Health care continues lead discussions in Beatty

BEATTY — Health care matters dominated a brief Beatty Town Advisory Board meeting Aug. 22.

Barbara Conton, nursing instructor with Great Basin College, gave the board a presentation on the upcoming remote area medicine clinic planned for Pahrump on Sep. 30-Oct. 2.

Conton said the clinic will feature free medical, dental, and vision care on a first-come, first-served basis. The vision care van will even be able to make eyeglasses and deliver them on a same-day basis.

The event will be held at the NyE Communities Coalition, from 6 a.m. till 4 p.m. on Friday and Saturday and from 6 a.m. until noon on Sunday on those dates. She said that they will open the gates at midnight, when past experience indicates people will begin lining up and begin handing out appointment numbers at 3 a.m.

Conton said that the clinic can serve about 250 patients per day. There is considerable waiting involved, so people should come prepared with water and something to entertain themselves, such as books or magazines.

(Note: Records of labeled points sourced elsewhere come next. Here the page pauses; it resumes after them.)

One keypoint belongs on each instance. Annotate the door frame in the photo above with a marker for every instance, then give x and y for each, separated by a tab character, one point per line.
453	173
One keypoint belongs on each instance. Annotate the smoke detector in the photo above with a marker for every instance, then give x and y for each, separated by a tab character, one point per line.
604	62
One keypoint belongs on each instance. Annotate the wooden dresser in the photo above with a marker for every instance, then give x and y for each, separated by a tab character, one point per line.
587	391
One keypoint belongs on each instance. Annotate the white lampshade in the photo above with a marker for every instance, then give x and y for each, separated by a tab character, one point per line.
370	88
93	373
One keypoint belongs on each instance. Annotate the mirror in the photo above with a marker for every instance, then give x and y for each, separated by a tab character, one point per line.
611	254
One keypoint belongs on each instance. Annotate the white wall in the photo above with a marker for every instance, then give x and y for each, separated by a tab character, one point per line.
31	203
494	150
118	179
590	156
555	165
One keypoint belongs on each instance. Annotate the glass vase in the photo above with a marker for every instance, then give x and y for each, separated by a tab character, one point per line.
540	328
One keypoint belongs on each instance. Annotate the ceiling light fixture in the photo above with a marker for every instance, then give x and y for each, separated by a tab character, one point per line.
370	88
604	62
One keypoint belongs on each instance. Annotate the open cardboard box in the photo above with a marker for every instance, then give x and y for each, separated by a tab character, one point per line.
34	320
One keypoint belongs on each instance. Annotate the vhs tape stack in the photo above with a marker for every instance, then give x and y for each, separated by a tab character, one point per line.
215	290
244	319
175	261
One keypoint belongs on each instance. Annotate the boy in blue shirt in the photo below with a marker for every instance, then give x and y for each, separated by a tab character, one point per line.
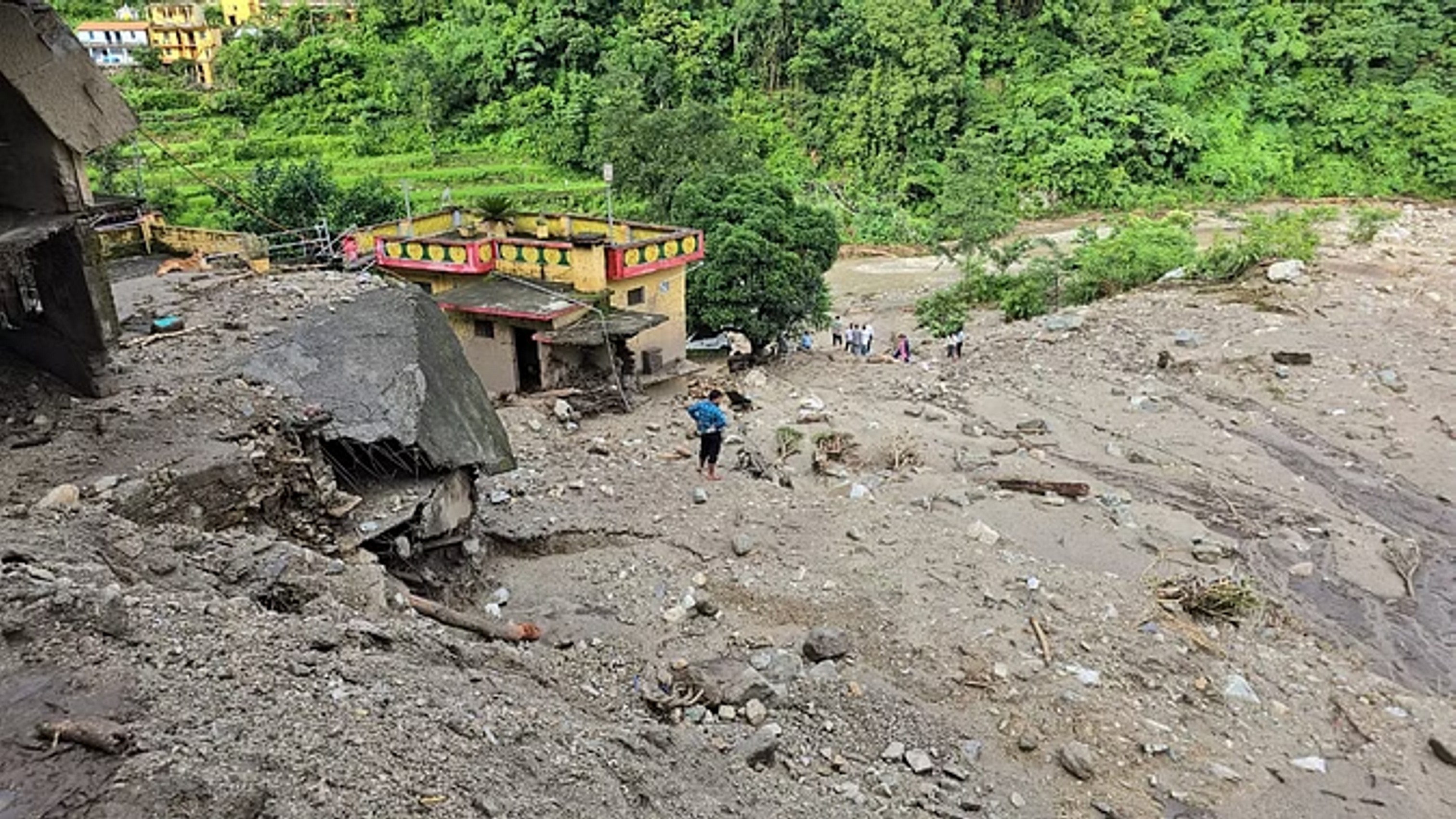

There was some discussion of how to publicize the event in Beatty and to find some way to transport senior citizens to it.

The other health-related matter on the board’s agenda was a request, which they readily approved, to spend up to $1,440 to send up to three people to the 2016 Nevada State EMS Conference, Sept. 22-24 in Elko.

Beatty Fire Chief Mike Harmon and Beatty Volunteer Ambulance Service coordinator Allison Henderson explained that the training provided there would help in maintaining national registry certification for EMTs in Beatty.

Harmon also said that they now have local instructors, including himself, who can train new EMT candidates, and they are looking toward attracting volunteers to form a class.

Board Chairman Dick Gardner advised those present that the county may be once more considering instituting special use permits for builders, something Beatty has strongly opposed in the past.

Gardner said the impetus seems to center around Rupert (Bragg-Smith) and Family Dollar. Bragg-Smith has strongly opposed the location and orientation of the new Family Dollar Store in Beatty, which is across the street from his property, and has complained about its lighting.

Board Treasurer Erika Gerling said that the regulations regarding special use permits are too vague and open to interpretation, opening them up to favoritism — “too much I like you or don’t like you.”

Gardner said that had special use permits been required when the volunteers were converting the former Episcopal church into the VFW post, the extra expense involved, including inspections, would have meant they couldn’t have done it.